Contes nocturnes dans des histoires étranges - Chapitre 17
Vêtue de la robe ample de Mila, je gravis la colline au bord de la rivière, portant sur mon dos un panier à thé qui m'arrivait à mi-hauteur. Les chaussures en tissu de ma mère ne devaient pas se mouiller, si bien que mes chevilles blanches, fines comme des pousses de bambou, étaient exposées lorsque je pénétrai dans l'eau fraîche. Junfu s'exclama, surpris
: «
Waouh, les pieds de ma sœur sont vraiment blancs
!
»
Mon visage s'empourpra de honte, mais du coin de l'œil, je vis le regard glacial de Mira me transpercer, comme si elle voulait trancher les deux pieds de jade qui avaient pénétré les yeux de Junfu. Je trébuchai, manquant de glisser sur les galets au fond de la rivière, et Junfu poussa un cri d'alarme. Mira, cependant, détourna le regard.
« Je t'aime ! » Junfu déclara ouvertement son amour à Mila devant tout le monde. Les tantes autour de lui sourirent, dévoilant leurs dents jaunies, leurs visages exprimant un mélange de doute, d'envie et d'humilité. Je les traversai, mon panier en bambou sur le dos, espérant emporter avec moi ce murmure étranger.
Cette année-là, Junfu et Mila venaient d'entrer à l'université. Junfu était un parent de Mingtai, le vieil homme de la plantation de thé située à une trentaine de kilomètres de la ville.
3.
Mila et Atai étaient fiancés depuis l'enfance. Mila, qui a quitté les montagnes, est devenue un phénix doré des montagnes, et lorsqu'elle déploie ses ailes, elle peut survoler d'innombrables sommets.
Mon père voulait que je comble le vide laissé par le départ de Mira, mais j'ai insisté pour aller dans une école de tourisme ordinaire.

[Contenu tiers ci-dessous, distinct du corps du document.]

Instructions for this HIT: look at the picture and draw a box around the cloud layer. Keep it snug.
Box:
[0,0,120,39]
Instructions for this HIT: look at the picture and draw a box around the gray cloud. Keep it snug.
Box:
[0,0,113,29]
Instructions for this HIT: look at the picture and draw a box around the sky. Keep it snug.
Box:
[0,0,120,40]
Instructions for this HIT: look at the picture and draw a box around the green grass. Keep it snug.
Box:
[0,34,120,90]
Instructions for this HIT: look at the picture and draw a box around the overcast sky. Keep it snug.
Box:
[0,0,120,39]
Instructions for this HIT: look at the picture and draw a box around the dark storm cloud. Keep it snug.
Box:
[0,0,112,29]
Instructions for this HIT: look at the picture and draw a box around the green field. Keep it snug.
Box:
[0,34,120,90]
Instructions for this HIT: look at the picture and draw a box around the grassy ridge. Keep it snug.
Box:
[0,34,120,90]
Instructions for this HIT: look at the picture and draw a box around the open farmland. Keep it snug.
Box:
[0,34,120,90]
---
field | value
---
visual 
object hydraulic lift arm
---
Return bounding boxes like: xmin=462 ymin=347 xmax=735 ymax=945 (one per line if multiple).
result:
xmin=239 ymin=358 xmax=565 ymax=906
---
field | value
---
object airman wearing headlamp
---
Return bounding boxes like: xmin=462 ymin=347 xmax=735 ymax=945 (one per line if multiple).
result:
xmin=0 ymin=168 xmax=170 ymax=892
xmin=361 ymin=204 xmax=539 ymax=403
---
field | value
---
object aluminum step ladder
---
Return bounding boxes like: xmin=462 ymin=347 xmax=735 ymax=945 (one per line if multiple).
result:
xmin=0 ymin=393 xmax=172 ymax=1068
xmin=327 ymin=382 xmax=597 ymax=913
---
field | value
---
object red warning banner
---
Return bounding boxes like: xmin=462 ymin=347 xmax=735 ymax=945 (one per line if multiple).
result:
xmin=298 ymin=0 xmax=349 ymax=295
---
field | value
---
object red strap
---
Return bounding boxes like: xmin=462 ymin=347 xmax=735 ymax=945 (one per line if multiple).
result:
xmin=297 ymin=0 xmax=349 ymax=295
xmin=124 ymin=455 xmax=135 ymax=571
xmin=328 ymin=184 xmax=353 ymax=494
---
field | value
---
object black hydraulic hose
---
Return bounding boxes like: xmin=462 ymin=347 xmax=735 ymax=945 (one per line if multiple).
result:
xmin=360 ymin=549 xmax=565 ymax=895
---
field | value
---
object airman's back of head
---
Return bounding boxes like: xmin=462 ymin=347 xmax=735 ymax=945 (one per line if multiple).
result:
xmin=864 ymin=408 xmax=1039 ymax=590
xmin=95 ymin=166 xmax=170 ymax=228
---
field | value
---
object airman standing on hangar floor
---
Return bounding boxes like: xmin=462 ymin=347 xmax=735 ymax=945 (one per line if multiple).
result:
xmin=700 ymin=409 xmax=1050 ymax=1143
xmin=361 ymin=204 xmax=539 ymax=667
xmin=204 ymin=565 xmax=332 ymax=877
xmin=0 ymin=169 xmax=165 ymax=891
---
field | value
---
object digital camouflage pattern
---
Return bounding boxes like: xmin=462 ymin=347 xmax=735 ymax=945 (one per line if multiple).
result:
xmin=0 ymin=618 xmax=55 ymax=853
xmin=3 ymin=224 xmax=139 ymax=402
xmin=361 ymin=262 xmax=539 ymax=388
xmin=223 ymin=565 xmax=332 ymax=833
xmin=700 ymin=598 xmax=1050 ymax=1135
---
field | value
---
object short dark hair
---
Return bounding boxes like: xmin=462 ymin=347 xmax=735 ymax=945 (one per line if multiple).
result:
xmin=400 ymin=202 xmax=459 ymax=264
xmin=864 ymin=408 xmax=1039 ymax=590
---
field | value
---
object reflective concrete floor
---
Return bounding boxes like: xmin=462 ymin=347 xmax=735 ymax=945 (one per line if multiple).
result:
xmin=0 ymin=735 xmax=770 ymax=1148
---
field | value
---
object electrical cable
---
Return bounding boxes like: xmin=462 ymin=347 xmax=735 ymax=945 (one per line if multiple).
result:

Après mes études, je suis devenu guide touristique, emmenant souvent des groupes de touristes dans la vaste plantation de thé de Mingtai, emportant d'innombrables tubes de bambou remplis de feuilles de thé et laissant derrière moi des piles de pièces de monnaie de montants variés.
Mira est déjà la fiancée de Junfu et travaille comme guichetière dans une banque.
Mingtai est vraiment quelqu'un maintenant, il peut déposer des dizaines de milliers d'euros d'un coup. Mira plissa les yeux sous le soleil de l'après-midi, même si elle savait parfaitement que son père venait de recevoir une paire de boucles d'oreilles que Mingtai lui avait confectionnées pour la Fête des Éclaboussures d'Eau.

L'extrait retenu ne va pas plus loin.